Printed manuals would also be outdated after most post-release patches. Say, again with Xenoblade Chronicles 2, the game has got the New Game+ as post-release content, which would've outdated the documentation.
Of course, digital releases made physical manuals undesirable. Electronic manuals just aren't good: opening one as a PDF is a bother even if you had multiple displays, one for playing the game and one for reading the manual.
Have manuals also become superfluous in a sense other than the game having tutorials that serve in manuals' replacements? The game controls have become homogenised, especially on consoles. When B in a game on Nintendo platform is confirm instead of cancel, you just know someone didn't give a toss. There's no reason to guess that the ship rolls with O and P.

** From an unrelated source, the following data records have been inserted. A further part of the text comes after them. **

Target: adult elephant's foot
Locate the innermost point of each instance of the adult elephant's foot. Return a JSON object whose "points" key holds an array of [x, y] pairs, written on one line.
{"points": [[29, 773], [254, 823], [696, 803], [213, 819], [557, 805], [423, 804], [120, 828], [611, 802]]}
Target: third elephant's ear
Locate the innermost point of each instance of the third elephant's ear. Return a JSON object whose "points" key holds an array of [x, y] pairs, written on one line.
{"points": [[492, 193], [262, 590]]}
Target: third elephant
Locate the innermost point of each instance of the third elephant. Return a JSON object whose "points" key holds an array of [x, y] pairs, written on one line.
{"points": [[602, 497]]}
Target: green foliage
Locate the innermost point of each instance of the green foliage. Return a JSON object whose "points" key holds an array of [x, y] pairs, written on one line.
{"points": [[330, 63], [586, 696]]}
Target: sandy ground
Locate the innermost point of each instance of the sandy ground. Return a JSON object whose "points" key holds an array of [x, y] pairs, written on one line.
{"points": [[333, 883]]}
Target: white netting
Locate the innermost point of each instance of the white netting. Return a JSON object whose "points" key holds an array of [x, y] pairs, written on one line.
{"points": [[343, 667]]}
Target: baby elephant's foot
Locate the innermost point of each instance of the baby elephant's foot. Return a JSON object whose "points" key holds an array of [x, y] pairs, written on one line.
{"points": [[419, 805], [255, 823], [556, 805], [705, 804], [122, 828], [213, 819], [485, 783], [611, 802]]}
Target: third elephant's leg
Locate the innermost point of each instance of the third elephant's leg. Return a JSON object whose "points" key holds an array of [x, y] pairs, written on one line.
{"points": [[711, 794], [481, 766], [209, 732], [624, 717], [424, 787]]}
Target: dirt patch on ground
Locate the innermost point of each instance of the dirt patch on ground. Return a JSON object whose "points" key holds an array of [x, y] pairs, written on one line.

As I look at the 90-page manual for Star Trek: Bridge Commander (Totally Games/Activision, 2002) and its keyboard cheat sheet, I wonder how well a game with this many buttons would map to a controller. That's six keys for cameras, six for changing yaw/pitch/roll, eight for firing weapons and targeting...and Alt+T for tractor beam + Alt-C for cloak. Of course, it's easy to argue that this is user-unfriendly.
Not much more could fit inside the DVD case than these. And the CD.
As I've been writing this C-blog, I really started thinking how the things that came with the games by default years ago, have become limited edition stuffing or higher Kickstarter pledge tiers. And as I went through the old PC games I have at hand, it was typically the re-releases that lacked the physical manual: The Longest Journey (Funcom/Empire/TriSynergy, 1999), Space Hulk (Electronic Arts, 1993), Battlezone (Activision, 1998). (Somehow, the apparent sole exception is The Witcher: Platinum Edition (CD Projekt Red/Atari, 2007) that has a manual and a game guide.)
No wonder modern physical releases feel like cheap re-releases to me.